The time for Mardi Gras has come again. Christians are supposed to make up for all the shit they’ve done and then proceed to do even stupider shit before Lent begins. But whether you’re religious or not, you need to celebrate the authentic way. No, not like those hoity-toity folks from “Noleans” or LSU, more like your regular bayou folk. Here are five ways Carolina students can be true saleaus and saloppes:

5.) Get Yourself a Pet Alligator:
Caïman or Cocodri, are an essential part of Louisiana culture and cuisine. These things have been around since the dinosaurs and have lived on to terrorize are ponds and lakes. Imagine walking around the Horseshoe with one these monsters.

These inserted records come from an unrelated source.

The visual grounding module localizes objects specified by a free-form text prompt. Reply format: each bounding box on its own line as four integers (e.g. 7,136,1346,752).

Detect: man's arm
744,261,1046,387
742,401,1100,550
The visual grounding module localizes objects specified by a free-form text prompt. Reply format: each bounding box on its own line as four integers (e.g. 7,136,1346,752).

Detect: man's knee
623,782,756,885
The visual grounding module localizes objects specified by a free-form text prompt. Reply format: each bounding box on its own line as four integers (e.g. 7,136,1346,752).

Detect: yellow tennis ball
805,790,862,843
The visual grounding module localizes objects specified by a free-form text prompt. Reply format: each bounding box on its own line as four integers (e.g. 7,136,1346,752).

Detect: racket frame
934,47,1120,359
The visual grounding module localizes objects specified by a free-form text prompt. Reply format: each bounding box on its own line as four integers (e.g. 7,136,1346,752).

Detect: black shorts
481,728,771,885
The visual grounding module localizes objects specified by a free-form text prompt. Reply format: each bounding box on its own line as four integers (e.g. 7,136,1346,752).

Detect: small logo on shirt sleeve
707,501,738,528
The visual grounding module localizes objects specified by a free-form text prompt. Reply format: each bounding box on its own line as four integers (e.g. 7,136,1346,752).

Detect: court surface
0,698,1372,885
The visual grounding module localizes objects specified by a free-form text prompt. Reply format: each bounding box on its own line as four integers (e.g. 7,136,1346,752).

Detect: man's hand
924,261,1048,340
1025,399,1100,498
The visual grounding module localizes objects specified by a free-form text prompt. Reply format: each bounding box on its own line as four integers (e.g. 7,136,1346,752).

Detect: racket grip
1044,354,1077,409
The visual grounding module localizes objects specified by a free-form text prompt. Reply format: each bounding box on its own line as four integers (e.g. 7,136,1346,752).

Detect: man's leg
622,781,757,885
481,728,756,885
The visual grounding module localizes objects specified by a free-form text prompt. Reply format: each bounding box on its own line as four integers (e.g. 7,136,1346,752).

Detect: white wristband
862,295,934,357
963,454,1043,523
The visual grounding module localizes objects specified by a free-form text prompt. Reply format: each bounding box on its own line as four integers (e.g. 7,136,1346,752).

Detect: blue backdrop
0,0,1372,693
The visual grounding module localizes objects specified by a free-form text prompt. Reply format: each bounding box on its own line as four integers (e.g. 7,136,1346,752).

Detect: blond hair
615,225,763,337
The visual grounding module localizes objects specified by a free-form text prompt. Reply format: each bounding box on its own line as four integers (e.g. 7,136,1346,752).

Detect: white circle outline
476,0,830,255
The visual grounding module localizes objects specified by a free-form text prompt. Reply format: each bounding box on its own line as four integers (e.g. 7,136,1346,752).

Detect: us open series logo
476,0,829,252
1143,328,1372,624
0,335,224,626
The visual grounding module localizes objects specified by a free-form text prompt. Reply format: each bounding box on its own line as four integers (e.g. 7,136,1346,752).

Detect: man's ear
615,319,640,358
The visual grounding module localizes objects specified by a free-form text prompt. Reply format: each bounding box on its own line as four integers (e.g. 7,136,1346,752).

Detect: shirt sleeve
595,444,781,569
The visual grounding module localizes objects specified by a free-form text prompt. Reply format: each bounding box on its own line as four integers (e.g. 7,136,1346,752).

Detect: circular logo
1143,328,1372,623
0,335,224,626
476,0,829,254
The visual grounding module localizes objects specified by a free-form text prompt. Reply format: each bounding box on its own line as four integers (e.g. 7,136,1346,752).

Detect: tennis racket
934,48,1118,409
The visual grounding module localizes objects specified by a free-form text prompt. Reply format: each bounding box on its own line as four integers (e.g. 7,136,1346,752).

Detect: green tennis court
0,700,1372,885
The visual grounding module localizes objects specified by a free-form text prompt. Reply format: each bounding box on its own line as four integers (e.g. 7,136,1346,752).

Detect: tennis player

We’re willing to bet your roommate will stop eating your leftovers once you introduce him to your 500lb pet ‘gator.


4.) Unintelligible Speech is Key:
People who say English is one of the hardest languages to learn have obviously never heard French-Cajun. Take French and English and imagine those two having a deformed baby no one can understand—that’s French-Cajun. Let your tongue loose when a professor asks for your paper, or when the pissed off guy you spilled your beer on wants to fight, and chances are they’ll be too confused to respond.

3.) Make Everything Spicy Beyond Edibility (Yes, Even Your Water):
Louisiana is well known for its spicy food. But if you’re going to be authentic for Mardi Gras you’ve got to kick it up a notch. Eating baked chicken? Put some spice on it. Eating ice cream? Get some pimenter on it. Using shampoo? Make your scalp burn! Stock up on those Texas Pete and Tabasco bottles from the Russell House Cafeteria.


2.) Find and Ride an Airboat:
Airboats are a fast and essential way to travel around the bayou. They should also be how you travel on campus for Mardi Gras. Forget running, taking the shuttle, and absolutely fuck biking. An airboat can get you from the Humanities building to Capstone in mere seconds. Your classmates will also thank you for cooling them off with that giant fan-thing on the back.


1.) Practice Voodoo:
Voodoo might be insane, but so are most interesting things. Is a professor giving you a rough time? Make a voodoo doll and stab the ever-loving shit out of it. Do you have a crush you’re too afraid to approach? Cast a little love cunja on them and show the world you were meant for each other. The point is, there’s something for everyone in voodoo. So why not give it a try? Just be mentally prepared to cut off a chicken’s head off or spell won’t work.


We at The Black Sheep can’t wait to see you out on the bayou.